Our maths curriculum is based upon the principles of teaching for mastery. At Ashbrook School, we see teaching for mastery in maths as allowing the pupils to gain a deep understanding of maths, allowing them to acquire a secure and long-term understanding of maths that allows them to make continual progress and be ready to move onto more complex topics.

Influenced, inspired and informed by the work of leading maths researchers and practitioners across the world, we have chosen to follow the schemes of learning produced by White Rose Maths.

They have brought together a team of highly experienced and passionate maths teaching experts to train, guide, help and support us to be the very best maths teachers.

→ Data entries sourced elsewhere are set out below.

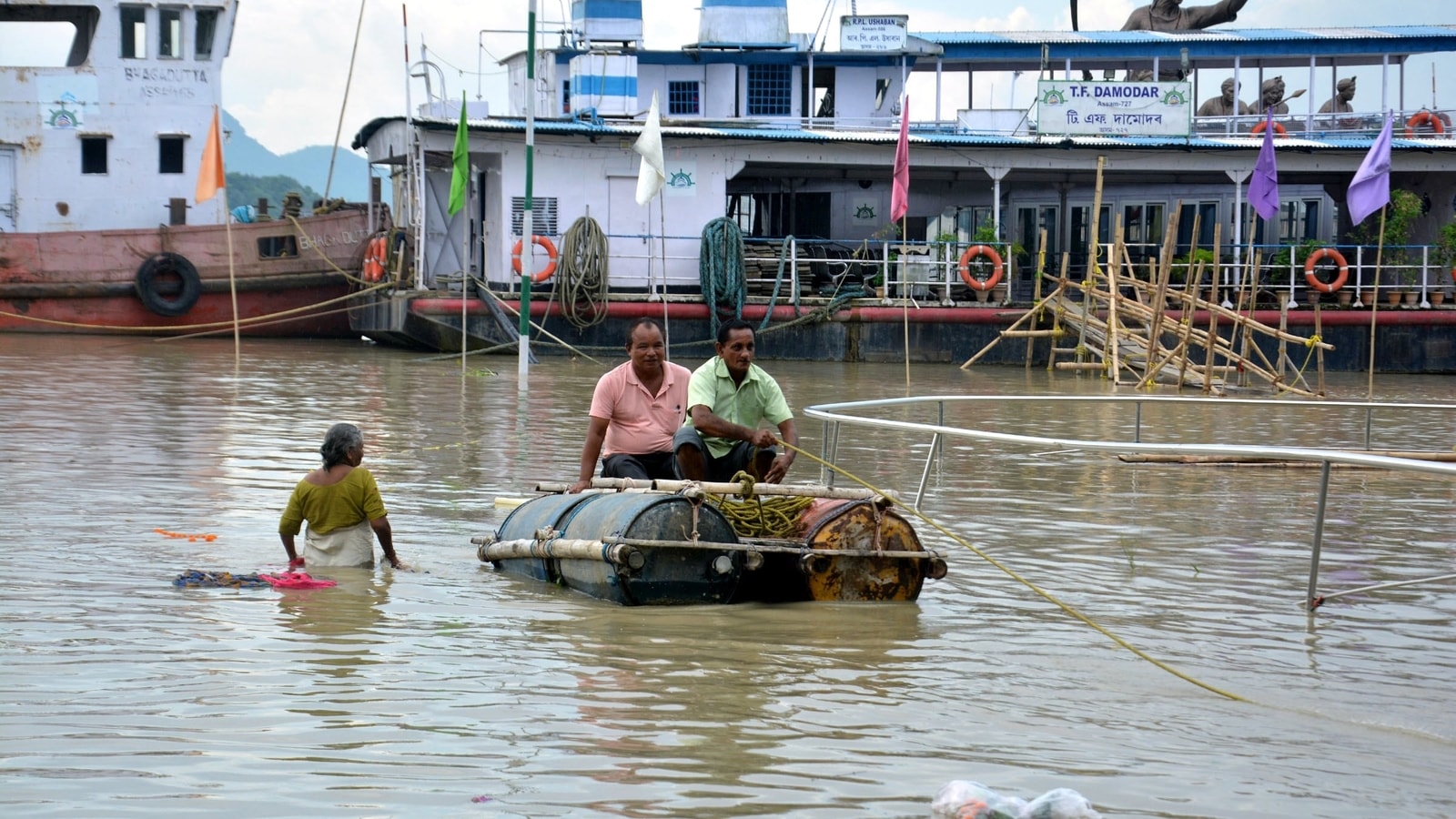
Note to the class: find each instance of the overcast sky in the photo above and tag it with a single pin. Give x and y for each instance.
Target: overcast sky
(288, 67)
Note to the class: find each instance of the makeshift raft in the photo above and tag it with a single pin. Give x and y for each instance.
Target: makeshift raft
(670, 544)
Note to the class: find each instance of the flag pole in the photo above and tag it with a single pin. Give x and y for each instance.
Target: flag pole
(900, 210)
(523, 351)
(232, 283)
(1375, 305)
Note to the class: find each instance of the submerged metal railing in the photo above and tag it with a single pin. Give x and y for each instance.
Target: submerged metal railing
(841, 414)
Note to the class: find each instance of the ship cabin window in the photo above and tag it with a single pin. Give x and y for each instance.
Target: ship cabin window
(1208, 217)
(1143, 228)
(135, 33)
(169, 34)
(682, 98)
(94, 155)
(277, 247)
(543, 216)
(206, 33)
(169, 153)
(1298, 220)
(771, 91)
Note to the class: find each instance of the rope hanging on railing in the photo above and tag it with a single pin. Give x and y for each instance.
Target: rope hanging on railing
(721, 268)
(581, 276)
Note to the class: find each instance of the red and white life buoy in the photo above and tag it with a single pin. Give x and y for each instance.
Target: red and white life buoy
(977, 251)
(375, 256)
(1279, 130)
(1340, 278)
(551, 254)
(1424, 118)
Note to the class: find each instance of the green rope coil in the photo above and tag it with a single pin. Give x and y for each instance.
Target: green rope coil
(774, 516)
(721, 268)
(581, 274)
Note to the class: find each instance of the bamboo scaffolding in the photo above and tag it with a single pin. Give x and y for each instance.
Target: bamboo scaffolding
(1036, 295)
(1128, 334)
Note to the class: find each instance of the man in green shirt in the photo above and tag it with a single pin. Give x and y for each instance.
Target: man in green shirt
(727, 398)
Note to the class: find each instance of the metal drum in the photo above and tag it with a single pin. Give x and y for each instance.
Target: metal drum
(864, 528)
(670, 574)
(667, 564)
(546, 511)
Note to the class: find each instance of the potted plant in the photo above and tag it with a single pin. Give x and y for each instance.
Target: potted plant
(1446, 257)
(1190, 268)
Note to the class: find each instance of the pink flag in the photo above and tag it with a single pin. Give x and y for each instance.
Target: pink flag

We believe that everyone can do maths. Maths is a subject that everyone can and should be able to perform confidently and competently. Our expectation is that the majority of pupils will move through the schemes of learning at broadly the same pace. However, decisions about when to progress should always be based on the security of the pupil’s understanding and their readiness to progress to the next stage. Pupils who grasp concepts rapidly should be challenged through being offered rich and sophisticated problems rather than acceleration onto new content. Those children who are not sufficiently fluent with earlier materials will consolidate their understanding, including through additional practice and support, before moving on.

For all areas of maths, pupil’s learning will begin with concrete experience, leading onto pictorial representations and ultimately secure mental strategies, which will allow them to solve abstract problems. When appropriate, pupils will be taught formal recording methods.

There is more maths around you every day than you probably think! 

Here are a few ideas that they could do:

  • Going on a number hunt
  • Counting objects / animals / stairs
  • Cooking / baking
  • A visit to the shop to buy some sweets, how much have you spent? How much change?
  • Sorting stickers into a repeating pattern
  • Organising and classifying toys, books or cars according colour, size, length etc.
  • Play I’m thinking of a number, e.g. is it odd? Is it bigger than 20 / less than 50? Write down the questions you asked, how many questions did you need to guess correctly? 
  • Helping children to learn times tables or division facts
  • Learning number bonds
  • Finding and identifying 2D and 3D shapes
  • Exploring patterns out and about
  • Collecting and displaying data, e.g. how many red cars go past in 10 minutes? What is your family’s favourite fruit?
  • Playing free Maths games on the computer
  • Playing snakes and ladders or other board games
  • Exploring number lines, numbered and blank
  • Solving word problems

The most important thing to remember is........ to have fun!